Charting the Markets: Stocks Sliding as Central Banks Decide

Kiwi rises after RBNZ cuts interest, oil's losing run comes to an end and Glencore shares jump.

Global stocks are falling for a fourth session in a day dominated by central bank decisions. The Reserve Bank of New Zealand cut interest rates while The Bank of Korea and The Swiss National Bank kept rates at a record low. The Bank of England followed suit, holding borrowing costs at a record low 0.5 percent. Emerging-markets equities are sinking for a seventh day, the longest losing stretch since August, as the prospect of a U.S. interest rate hike next week lessens the appeal of riskier assets. European stocks are slipping for the seventh session in eight.

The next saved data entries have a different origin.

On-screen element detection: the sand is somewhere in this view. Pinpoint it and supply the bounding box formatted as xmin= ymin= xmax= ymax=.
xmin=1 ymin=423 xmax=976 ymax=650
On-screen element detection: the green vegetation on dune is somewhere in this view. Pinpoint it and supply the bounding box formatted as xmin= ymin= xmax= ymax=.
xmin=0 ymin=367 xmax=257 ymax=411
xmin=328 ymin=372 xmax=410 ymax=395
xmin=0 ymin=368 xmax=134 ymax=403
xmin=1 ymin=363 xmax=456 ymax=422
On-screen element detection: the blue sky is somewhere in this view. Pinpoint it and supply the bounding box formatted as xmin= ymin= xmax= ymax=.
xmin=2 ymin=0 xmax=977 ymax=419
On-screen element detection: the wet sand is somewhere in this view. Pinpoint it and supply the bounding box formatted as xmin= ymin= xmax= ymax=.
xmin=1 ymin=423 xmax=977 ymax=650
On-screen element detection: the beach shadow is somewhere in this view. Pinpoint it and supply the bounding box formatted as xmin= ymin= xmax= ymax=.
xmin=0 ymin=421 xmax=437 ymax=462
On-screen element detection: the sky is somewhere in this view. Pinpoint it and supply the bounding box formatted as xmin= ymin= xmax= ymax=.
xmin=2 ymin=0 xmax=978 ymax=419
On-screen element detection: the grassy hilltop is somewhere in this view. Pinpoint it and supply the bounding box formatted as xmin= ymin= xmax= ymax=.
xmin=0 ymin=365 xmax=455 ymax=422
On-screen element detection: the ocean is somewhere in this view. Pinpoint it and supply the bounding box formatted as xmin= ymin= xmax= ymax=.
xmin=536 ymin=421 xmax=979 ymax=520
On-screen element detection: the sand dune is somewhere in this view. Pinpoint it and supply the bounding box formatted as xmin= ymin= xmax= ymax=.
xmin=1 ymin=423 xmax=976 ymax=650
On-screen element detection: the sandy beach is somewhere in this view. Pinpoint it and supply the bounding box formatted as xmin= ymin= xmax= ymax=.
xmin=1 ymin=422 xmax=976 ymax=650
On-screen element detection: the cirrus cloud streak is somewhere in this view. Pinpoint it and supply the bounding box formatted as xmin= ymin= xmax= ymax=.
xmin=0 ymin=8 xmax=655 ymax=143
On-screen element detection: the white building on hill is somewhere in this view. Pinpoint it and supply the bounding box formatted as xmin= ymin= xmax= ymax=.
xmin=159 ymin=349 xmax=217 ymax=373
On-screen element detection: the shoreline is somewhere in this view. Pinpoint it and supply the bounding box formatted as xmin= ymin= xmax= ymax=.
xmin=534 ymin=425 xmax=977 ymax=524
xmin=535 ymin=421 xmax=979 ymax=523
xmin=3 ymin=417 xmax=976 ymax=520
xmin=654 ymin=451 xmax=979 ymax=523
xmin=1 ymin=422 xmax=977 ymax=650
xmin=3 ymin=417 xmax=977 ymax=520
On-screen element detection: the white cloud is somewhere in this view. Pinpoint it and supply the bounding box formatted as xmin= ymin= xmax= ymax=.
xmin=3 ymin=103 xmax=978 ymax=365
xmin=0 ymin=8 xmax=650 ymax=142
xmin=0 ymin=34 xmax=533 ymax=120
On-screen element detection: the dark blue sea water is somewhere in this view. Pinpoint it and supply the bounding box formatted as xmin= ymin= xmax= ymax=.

New Zealand's dollar rose against all but one of its major peers after the nation's central bank signaled today's rate cut should be enough to return inflation to target. The RBNZ lowered the official cash rate a quarter percentage point to 2.5 percent, the fourth reduction this year. Any more cuts risk further igniting Auckland's property boom. Economists still aren't convinced the RBNZ is finished. ASB Bank and HSBC are among the banks forecasting further policy loosening in 2016. The New Zealand dollar is the best performing major currency this quarter against the U.S. dollar, rising 5 percent.


Brent crude oil is rising for the first time in five days. Its four-day slump came after OPEC effectively abandoned its output target on Friday. U.S. stockpiles dropped for the first time in 11 weeks, falling the most since December 2012, as refiners drain tanks to cut their tax burden, which is determined by year-end levels. Nationwide supplies remain more than 120 million barrels above the five-year average. Crude oil closed Wednesday at $40.11 in London. 


Glencore wants to speed up cutting its $30 billion debt pile. The Swiss commodities trader and miner plans to reduce net debt to between $18 billion and $19 billion by the end of 2016. It had a previous target of the low $20s billion. Capital spending will also be trimmed next year to $3.8 billion from an earlier estimate of $5 billion. The company has already scrapped its dividend, raised $2.5 billion in a share sale, signed a $900 million silver streaming deal and started talks on selling a stake in its agricultural unit. Glencore is the second worst performing stock on the FTSE 100 Index in 2016, plunging 70 percent. Only Anglo American has fared worse.